Los rostros descritos con anterioridad, acentúan el cansancio y la agonía por lo incierto de los días de ignominia que vivimos, las campañas y los candidatos se declaran vencedores en el ring mediático de lo absurdo, mientras afuera, en el mundo verdadero donde habitamos los despreciados por las estadísticas y los análisis a modo, justo acá donde el día a día es más que una efeméride en el calendario por el esfuerzo y el pesar, el eco de la grandilocuencia se diluye entre las manos de quienes pretenden gobernarnos, y es que a pesar de las promesas, nosotros, los otros, los que hacemos el mundo y los sueños, somos también los arrojados al castigo que pretenden eterno junto a la soledad y la desesperanza.

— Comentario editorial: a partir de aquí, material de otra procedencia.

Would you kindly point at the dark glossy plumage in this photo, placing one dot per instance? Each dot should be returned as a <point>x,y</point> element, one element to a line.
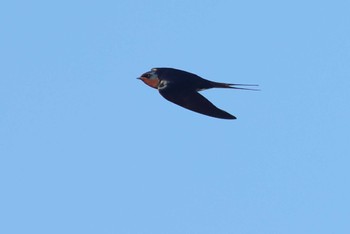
<point>181,88</point>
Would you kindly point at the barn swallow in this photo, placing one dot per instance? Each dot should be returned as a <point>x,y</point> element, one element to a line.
<point>181,88</point>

Así como la lluvia reconforta a los espíritus tras los días de profundo ardor, el despertar de la conciencia se engendra en la cotidiana agonía en donde la sinrazón se extiende por sobre todas las cosas, los rituales consagrados y emulados desde los cenáculos del halago y el poder, se desvirtúan frente a las elementales necesidades humanas; pan, tierra, trabajo, salud, libertad, justicia, autonomía, educación, dignidad y otras más. La danza de la infamia se mofa de la espiritualidad de los pueblos, no únicamente de lo inmaterial de su identidad, sino ante todo, de la materialidad concreta de su existencia; pobreza, explotación, marginación, segregación, violencia sistémica y más, no son palabras para ufanarse, son condiciones de vida compartidas por millones de seres humanos, trabajadores y trabajadoras, que hacemos la riqueza y construimos los valores de nuestras sociedades, pero somos despojados y degradados a la sobrevida.

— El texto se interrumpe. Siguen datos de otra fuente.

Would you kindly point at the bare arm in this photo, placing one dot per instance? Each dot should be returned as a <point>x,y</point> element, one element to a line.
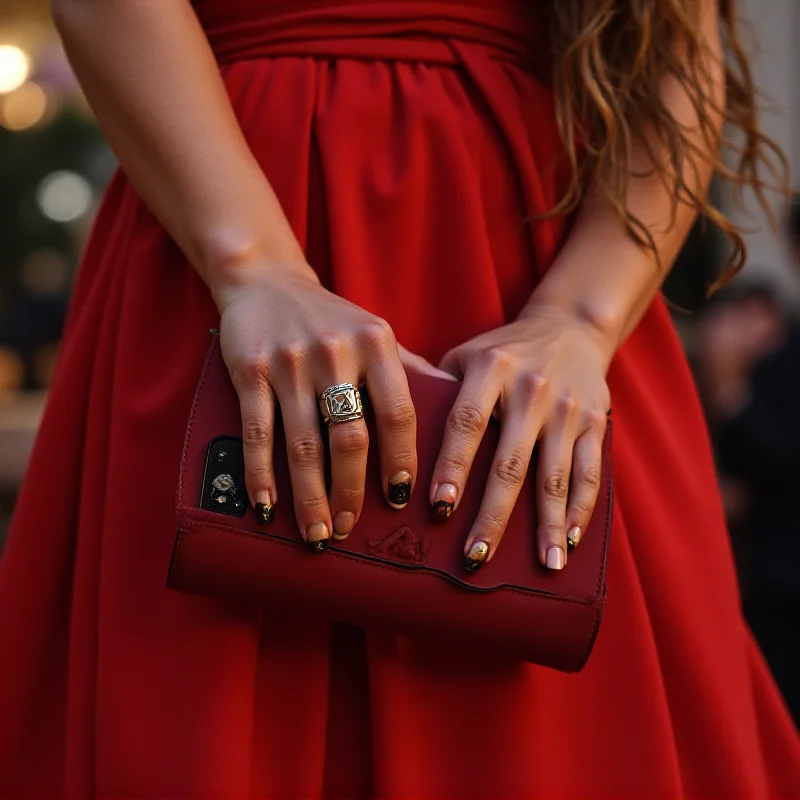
<point>151,78</point>
<point>150,75</point>
<point>547,369</point>
<point>602,276</point>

Los días de pandemia se han llevado mucho; seres queridos, recuerdos y costumbres. Mas han dejado intacto el pesar agonizante de la existencia en un mundo donde se valora más una mercancía novedosa que la vida de cualquier persona, lo trágico de esta era se encuentra en la desvalorización humana y sus manifestaciones de desprecio y avaricia, las formas monopólicas del sistema capitalista han terminado de reconfigurar el escenario global, la vacunas son ya otra prebenda, la precariedad avanza acrecentando la pobreza y lo ufano de los discursos en nada ayuda, solo sirve de bruma en medio de la borrasca. Quienes andamos y edificamos las sociedades en el mundo sabemos bien que son nuestras “las ilusiones, las sinfonías, las palabras que nos desbaratan/y nos construyen”, como advirtiera Retamar en su poema. Ahora, en estas tardes de lluvia, vale la pena cuestionarnos todo para erigir todo de nuevo.